Easy or universal solutions to these complexities are unlikely. These challenges need to be addressed in detail and in reference to the specific domain, in harmony with the UK government's proportionate and context-based approach to AI regulation, guided by cross-sectoral principles to be implemented by existing UK regulators and complemented by tools for trustworthy AI, including technical standards. This work will also require a diverse community with skills and expertise, as discussed in the second post.
In these six lessons, we have identified key enabling conditions and common features across existing schemes that can help certification play an effective role in broader governance.
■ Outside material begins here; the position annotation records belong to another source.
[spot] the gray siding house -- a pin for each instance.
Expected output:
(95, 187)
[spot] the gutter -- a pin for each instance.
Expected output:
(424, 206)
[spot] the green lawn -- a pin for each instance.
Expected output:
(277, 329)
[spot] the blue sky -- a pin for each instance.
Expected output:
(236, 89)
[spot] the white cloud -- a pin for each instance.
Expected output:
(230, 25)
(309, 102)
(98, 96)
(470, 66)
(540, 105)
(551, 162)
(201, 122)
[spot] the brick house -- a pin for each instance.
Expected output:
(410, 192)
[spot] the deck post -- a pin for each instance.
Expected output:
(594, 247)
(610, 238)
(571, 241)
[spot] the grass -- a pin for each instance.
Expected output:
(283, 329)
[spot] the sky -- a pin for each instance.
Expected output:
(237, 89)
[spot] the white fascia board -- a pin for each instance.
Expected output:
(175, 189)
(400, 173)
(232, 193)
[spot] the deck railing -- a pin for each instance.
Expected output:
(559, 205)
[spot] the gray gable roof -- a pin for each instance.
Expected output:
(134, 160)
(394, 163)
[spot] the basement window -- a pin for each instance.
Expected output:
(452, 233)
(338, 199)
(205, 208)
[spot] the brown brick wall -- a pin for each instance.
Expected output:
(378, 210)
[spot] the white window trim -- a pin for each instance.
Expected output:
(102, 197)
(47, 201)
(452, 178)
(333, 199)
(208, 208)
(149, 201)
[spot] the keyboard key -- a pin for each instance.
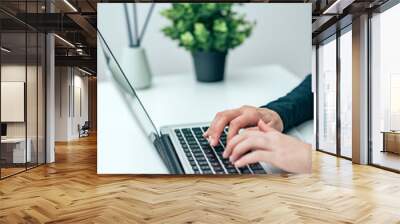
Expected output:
(244, 170)
(206, 159)
(232, 170)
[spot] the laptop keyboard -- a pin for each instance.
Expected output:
(205, 159)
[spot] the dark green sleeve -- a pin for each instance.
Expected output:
(296, 107)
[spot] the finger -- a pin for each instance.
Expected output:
(264, 126)
(218, 125)
(252, 142)
(254, 157)
(236, 140)
(253, 129)
(233, 142)
(236, 124)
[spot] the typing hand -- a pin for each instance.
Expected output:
(245, 116)
(270, 146)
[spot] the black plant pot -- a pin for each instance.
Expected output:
(209, 66)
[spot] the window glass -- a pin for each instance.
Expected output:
(327, 96)
(346, 94)
(385, 87)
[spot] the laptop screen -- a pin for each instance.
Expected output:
(3, 129)
(128, 92)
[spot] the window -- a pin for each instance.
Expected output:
(327, 96)
(346, 93)
(385, 89)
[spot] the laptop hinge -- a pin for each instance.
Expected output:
(167, 152)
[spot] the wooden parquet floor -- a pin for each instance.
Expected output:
(70, 191)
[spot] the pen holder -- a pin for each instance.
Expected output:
(136, 67)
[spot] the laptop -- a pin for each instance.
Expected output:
(182, 148)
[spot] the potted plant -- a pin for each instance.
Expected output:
(208, 31)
These surface further questions and challenges in our own domain, including how to monitor and improve the enabling conditions for effective certification, how schemes might be designed with the necessary features to succeed, and, crucially, who should be involved in efforts to resolve these challenges.
Such questions call for early dialogue involving diverse perspectives. The CDEI is now seeking out wider voices to engage in the community building discussed in these blog posts. Our immediate next step will be to convene diverse stakeholders to take forward the themes presented in these blog posts. We will start with an initial workshop to apply the lessons learned to AI assurance, and encourage anyone interested to reach out to us to express an interest. Our public attitudes team will also consider the potential for further public engagement to better understand consumer expectations for effective certification. These, together with future community building efforts, will help us to develop - in alliance with others - the most promising routes to an accountable AI assurance profession.